Sklearn Sanity Check
"""
print("-"*20,'Sklearn',"-"*20)
clf = MultinomialNB(alpha=alpha)
clf.fit(X,y)
sk_y = clf.predict(X_test)
print("Feature Count \n",clf.feature_count_)
print("Class Log Prior ",clf.class_log_prior_)
print('Accuracy ',accuracy_score(y_test, sk_y),sk_y)
print(clf.predict_proba(X_test))
print("-"*20,'Custom',"-"*20)
nb = MultiNB(alpha=alpha)
nb.fit(X,y)
yhat = nb.predict(X_test)
me_score = accuracy_score(y_test, yhat)
print("Feature Count\n",nb.N_yi)
print("Class Log Prior ",np.log(nb.class_priors_))
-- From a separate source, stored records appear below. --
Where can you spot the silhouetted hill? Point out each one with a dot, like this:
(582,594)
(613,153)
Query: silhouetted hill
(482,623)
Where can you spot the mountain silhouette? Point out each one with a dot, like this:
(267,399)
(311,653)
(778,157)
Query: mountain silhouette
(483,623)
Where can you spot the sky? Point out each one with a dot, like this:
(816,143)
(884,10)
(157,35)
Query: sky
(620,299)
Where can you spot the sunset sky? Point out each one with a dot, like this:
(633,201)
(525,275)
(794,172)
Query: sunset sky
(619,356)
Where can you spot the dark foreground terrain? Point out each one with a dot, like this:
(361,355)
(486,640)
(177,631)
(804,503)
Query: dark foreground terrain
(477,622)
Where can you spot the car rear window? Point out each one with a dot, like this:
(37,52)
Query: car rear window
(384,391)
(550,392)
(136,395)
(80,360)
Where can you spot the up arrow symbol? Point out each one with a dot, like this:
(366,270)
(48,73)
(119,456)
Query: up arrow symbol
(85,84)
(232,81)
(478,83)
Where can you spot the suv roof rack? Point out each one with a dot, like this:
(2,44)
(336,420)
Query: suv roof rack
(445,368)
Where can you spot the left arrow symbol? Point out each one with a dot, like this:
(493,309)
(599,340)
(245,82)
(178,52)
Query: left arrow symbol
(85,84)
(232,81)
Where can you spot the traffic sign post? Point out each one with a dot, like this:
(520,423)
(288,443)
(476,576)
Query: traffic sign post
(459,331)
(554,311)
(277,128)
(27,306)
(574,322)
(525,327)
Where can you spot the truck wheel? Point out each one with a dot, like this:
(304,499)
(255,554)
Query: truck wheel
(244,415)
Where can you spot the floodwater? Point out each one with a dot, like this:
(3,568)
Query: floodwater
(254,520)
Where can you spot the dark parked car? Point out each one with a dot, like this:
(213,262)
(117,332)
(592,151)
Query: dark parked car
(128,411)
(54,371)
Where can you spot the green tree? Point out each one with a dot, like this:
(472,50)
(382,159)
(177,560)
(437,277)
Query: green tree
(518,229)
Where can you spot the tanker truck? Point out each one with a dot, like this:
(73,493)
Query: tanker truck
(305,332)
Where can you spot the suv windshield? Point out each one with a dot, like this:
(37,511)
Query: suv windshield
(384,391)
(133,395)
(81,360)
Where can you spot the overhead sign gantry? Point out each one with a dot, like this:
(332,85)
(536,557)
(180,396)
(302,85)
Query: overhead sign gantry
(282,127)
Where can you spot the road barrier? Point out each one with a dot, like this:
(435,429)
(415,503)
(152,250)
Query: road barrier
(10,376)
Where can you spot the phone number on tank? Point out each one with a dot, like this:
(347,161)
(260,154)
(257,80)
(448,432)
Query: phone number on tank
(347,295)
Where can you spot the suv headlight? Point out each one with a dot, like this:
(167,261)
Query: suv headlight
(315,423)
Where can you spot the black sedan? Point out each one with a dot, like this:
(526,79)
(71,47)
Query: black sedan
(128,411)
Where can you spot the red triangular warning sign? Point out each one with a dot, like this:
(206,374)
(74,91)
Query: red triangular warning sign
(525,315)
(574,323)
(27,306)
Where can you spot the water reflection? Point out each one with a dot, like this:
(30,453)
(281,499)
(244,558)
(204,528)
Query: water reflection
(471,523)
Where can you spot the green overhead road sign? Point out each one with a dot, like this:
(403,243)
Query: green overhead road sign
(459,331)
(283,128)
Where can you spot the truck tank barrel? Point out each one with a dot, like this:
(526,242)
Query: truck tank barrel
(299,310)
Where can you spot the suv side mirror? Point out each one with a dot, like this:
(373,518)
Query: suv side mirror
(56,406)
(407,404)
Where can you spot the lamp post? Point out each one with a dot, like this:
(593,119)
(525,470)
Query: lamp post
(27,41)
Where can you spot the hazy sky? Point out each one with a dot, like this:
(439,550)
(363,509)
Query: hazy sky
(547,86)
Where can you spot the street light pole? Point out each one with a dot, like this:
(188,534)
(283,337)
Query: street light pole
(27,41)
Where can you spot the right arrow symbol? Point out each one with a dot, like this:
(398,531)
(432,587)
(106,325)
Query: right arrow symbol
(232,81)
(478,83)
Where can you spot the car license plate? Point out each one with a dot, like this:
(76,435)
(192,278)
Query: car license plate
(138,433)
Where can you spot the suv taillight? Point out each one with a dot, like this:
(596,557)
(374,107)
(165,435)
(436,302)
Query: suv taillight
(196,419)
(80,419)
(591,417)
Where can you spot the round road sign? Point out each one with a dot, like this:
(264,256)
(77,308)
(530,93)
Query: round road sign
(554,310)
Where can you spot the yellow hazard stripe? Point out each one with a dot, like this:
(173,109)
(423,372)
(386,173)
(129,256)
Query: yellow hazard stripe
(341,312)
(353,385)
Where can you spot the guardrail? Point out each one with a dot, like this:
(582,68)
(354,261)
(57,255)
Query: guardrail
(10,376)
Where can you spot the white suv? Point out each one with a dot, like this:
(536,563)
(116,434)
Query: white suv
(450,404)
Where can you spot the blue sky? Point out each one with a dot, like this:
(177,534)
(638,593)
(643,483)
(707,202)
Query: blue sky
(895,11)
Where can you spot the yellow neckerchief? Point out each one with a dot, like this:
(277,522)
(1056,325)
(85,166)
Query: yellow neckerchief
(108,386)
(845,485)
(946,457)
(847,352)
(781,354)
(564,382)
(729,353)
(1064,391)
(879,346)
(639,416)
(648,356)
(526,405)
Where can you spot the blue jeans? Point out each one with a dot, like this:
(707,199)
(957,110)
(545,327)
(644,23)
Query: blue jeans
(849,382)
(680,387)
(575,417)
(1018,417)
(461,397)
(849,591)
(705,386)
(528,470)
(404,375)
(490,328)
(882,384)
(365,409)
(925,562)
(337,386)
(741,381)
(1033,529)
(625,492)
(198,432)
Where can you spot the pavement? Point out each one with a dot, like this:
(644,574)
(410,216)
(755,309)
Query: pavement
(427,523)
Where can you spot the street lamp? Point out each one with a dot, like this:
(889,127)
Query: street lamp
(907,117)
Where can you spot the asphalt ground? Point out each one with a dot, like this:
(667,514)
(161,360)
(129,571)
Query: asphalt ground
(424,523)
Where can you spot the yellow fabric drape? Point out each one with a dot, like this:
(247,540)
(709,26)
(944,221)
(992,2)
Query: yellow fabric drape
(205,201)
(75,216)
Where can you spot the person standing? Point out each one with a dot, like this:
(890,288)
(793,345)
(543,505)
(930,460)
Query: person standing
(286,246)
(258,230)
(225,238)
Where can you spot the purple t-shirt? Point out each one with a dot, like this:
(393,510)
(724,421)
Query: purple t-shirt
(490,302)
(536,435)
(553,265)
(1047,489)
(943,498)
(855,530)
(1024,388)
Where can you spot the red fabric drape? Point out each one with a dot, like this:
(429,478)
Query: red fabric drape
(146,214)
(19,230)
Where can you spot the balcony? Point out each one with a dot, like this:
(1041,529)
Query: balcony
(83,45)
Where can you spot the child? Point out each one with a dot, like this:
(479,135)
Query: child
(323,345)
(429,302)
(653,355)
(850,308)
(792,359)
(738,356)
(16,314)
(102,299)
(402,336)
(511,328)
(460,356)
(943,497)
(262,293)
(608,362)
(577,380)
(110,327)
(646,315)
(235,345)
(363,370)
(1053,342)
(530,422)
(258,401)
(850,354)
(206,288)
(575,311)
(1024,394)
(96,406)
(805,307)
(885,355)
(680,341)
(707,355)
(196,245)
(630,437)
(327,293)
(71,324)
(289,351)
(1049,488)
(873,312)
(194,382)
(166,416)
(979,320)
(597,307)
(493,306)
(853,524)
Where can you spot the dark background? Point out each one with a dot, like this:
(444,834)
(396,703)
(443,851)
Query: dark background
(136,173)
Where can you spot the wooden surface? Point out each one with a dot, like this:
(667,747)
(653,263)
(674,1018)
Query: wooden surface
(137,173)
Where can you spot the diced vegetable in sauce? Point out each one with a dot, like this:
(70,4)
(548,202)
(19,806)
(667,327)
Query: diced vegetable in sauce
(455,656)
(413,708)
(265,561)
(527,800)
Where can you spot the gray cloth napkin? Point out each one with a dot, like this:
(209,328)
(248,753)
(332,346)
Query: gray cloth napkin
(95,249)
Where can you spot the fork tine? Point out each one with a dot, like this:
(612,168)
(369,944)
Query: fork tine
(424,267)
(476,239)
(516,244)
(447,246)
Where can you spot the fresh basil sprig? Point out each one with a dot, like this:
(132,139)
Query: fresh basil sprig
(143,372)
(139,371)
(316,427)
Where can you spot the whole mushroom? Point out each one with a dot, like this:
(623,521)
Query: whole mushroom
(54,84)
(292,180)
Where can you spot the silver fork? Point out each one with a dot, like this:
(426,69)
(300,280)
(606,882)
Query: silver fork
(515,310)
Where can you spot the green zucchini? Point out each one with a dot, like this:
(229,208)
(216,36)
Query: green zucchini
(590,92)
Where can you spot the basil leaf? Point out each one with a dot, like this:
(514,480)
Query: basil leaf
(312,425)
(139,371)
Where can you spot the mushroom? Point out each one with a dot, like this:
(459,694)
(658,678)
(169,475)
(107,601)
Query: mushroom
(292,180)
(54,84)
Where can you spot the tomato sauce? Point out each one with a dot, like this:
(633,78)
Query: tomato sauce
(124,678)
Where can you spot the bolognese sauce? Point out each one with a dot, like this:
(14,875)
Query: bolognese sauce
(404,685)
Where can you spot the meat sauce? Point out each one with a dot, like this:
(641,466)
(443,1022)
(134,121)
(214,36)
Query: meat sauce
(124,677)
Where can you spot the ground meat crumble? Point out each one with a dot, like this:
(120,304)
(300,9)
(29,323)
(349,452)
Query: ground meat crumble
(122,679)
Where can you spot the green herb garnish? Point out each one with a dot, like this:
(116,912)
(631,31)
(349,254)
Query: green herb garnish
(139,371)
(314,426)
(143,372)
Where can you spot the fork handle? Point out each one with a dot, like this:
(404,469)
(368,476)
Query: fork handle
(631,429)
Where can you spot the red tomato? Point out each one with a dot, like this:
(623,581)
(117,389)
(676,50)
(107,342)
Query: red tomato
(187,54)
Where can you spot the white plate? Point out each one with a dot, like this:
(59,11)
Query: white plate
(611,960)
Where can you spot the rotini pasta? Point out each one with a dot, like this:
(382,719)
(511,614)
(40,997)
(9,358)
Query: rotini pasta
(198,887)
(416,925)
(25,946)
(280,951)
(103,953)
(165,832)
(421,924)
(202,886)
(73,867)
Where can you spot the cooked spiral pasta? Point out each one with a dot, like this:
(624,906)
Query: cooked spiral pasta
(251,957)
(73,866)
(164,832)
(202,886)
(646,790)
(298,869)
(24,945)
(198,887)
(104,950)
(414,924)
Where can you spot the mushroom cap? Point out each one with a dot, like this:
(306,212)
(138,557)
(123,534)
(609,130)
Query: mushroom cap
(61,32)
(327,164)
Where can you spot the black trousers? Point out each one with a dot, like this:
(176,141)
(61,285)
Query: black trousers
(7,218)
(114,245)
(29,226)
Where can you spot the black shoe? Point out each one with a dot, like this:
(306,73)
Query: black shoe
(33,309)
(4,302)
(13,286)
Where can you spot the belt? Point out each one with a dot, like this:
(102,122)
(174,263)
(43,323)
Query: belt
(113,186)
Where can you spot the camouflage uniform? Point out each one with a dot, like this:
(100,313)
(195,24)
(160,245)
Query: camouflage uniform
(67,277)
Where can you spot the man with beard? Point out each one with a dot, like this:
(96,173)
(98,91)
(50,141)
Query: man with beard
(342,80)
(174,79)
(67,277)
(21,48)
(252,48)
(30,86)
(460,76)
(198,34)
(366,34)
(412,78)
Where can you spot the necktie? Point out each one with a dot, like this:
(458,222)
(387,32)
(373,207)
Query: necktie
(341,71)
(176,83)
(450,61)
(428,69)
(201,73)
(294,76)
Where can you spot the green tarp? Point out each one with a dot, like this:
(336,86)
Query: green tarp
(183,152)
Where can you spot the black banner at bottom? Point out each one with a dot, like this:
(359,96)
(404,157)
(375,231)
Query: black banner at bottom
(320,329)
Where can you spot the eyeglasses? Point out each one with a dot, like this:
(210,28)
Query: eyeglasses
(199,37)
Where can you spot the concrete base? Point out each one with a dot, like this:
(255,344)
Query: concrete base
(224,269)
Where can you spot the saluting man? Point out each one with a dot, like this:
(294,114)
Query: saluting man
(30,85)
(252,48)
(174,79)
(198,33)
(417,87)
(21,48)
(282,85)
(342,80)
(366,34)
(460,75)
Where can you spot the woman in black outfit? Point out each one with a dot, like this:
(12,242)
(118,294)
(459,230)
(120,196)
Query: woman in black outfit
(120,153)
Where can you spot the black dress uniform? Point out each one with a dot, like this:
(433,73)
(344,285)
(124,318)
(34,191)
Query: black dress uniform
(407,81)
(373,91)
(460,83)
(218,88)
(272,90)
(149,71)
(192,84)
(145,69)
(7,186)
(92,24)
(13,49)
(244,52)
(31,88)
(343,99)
print('Accuracy ',me_score,yhat)
print(nb.predict_proba) # my predict proba is only for last test set
pipeline(X,y,X,y, alpha=1)
-------------------- Sklearn --------------------
Feature Count
[[5. 1. 2. 5. 4. 6. 7. 6.]
[1. 4. 3. 1. 1. 2. 3. 1.]]
Class Log Prior [-0.6061358 -0.78845736]
Accuracy 0.8181818181818182 [0 0 0 0 0 0 1 1 1 0 0]
[[0.74940942 0.25059058]
[0.52879735 0.47120265]
[0.53711475 0.46288525]
[0.69613326 0.30386674]
[0.75239818 0.24760182]
[0.62207341 0.37792659]
[0.39213534 0.60786466]
[0.45705923 0.54294077]
[0.42055705 0.57944295]
[0.54545455 0.45454545]
[0.51099295 0.48900705]]
-------------------- Custom --------------------
Feature Count
[[5. 1. 2. 5. 4. 6. 7. 6.]
[1. 4. 3. 1. 1. 2. 3. 1.]]
Class Log Prior [-0.6061358 -0.78845736]
Accuracy 0.8181818181818182 [0 0 0 0 0 0 1 1 1 0 0]
[[0.74940942 0.25059058]
[0.52879735 0.47120265]
[0.53711475 0.46288525]
[0.69613326 0.30386674]
[0.75239818 0.24760182]
[0.62207341 0.37792659]
[0.39213534 0.60786466]
[0.45705923 0.54294077]
[0.42055705 0.57944295]
[0.54545455 0.45454545]
[0.51099295 0.48900705]]
Spam Classification
from nltk.corpus import stopwords
import string
from sklearn.feature_extraction.text import CountVectorizer
from sklearn.preprocessing import LabelBinarizer
df = pd.read_csv("../data/spam_uci.csv",encoding='iso8859_14')
df.drop(labels=df.columns[2:],axis=1,inplace=True)
df.columns=['target','text']
Simple Preprocessing
to cleanup punctuations and stopwords
def clean_util(text):
punc_rmv = [char for char in text if char not in string.punctuation]
punc_rmv = "".join(punc_rmv)
stopword_rmv = [w.strip().lower() for w in punc_rmv.split() if w.strip().lower() not in stopwords.words('english')]
return " ".join(stopword_rmv)
df['text'] = df['text'].apply(clean_util)
Vectorizing
Conforming the texts to the multinomial format we have discussed in the beginning. Also, classes in y must be converted to integers as I forgot to account for strings in my implementation and too lazy to update •͡˘㇁•͡˘
cv = CountVectorizer()
X = cv.fit_transform(df['text']).toarray()
lb = LabelBinarizer()
y = lb.fit_transform(df['target']).ravel()
print(X.shape,y.shape)
(5572, 9381) (5572,)
# Train Test Split
X_train, X_test, y_train, y_test = train_test_split(X,y)
print(X_train.shape, X_test.shape, y_train.shape, y_test.shape)
(4179, 9381) (1393, 9381) (4179,) (1393,)
sklearn’s MultinomialNB
sk = MultinomialNB().fit(X_train,y_train)
sk.score(X_test,y_test)
0.9755922469490309
our MultiNB
(⌐■_■)
%%time
me = MultiNB()
me.fit(X_train, y_train)
yhat = me.predict(X_test)
print(accuracy_score(y_test,yhat))
0.9755922469490309
CPU times: user 1min 5s, sys: 0 ns, total: 1min 5s
Wall time: 1min 5s
It takes a lot of time but does not matter as it is a reference implementation only ヽ(`Д´)ノ
I wrote the scratch implementation for my learning, if you see any error or typo, please let me know.